Data compression - Githubissues

orivej commented 9 years ago

Consider the following design space: some nodes on the network are used for storage, they store and serve compressed data to optimize network throughput and storage efficiency; other nodes are used for computation with the data and they are space constrained (e.g. they must minimize SSD usage), so they store only uncompressed files, but as long as their data is unmodified, they can also seed it to nearby nodes. To support both compressed and uncompressed seeders, or to present compressed data to applications as being uncompressed, or to store and serve already seeded uncompressed data in a compressed form, it seems worthwhile to support data compression below application level, in IPFS. This suggests support for storage and transmission of IPFSObjects with an additional field specifying the method of decompression, whose hash is computed as if the data was not compressed and the field was not present. In a way, this resembles squashfs, which deflates data and then presents it as a normal read-only filesystem. Another option is to introduce a separate IPFSCompressedObject, advertise it both under its own and uncompressed hashes, and when another node requests it under uncompressed hash, negotiate either to serve the compressed object, or to decompress it prior to transmission. What do you think about this problem? Can the solution be simplified?

jbenet commented 9 years ago

@orivej yes, these thoughts are on the right track. I'll expand more on this in the next couple weeks-- but consider also program as compression. imagine a simple language embedded in the data segment of an object. let the "final data" of an object be the output of running the (pure) program embedded in the data segment. (e.g. in a unixfs file, the output is concatenating the data segments of all children in-order). This allows us to represent final objects as programs, perhaps getting us closer to the kolmogorov complexity of the data.

ion1 commented 8 years ago

Given an object with links to other objects and a representation of a program that uses those objects as input and whose output is the data the object represents, we could also do other neat things.

We could have normalizers for various data formats (see https://wiki.debian.org/ReproducibleBuilds/ExperimentalToolchain#strip-nondeterminism) which also output a program that takes byte ranges from the normalized version, applies possible transformations (decompression, binary diff etc.) to them and concatenates the results to recreate the original file (see https://joeyh.name/code/pristine-tar/).

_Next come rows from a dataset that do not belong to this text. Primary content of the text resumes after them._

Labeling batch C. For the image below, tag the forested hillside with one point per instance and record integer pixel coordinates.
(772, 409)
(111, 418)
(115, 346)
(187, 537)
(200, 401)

For example, when user A and user B add a PNG image with the same pixels but the headers in a different order, both users would end up with the same large object for a normalized version of the image and different small objects transforming the normalized version back to what they added.

The language for the program must be pure (no nondeterminism or arbitrary IO) and strongly normalizing (no arbitrary recursion, no halting problem) and it must have static guarantees about memory consumption etc. for it to be safe.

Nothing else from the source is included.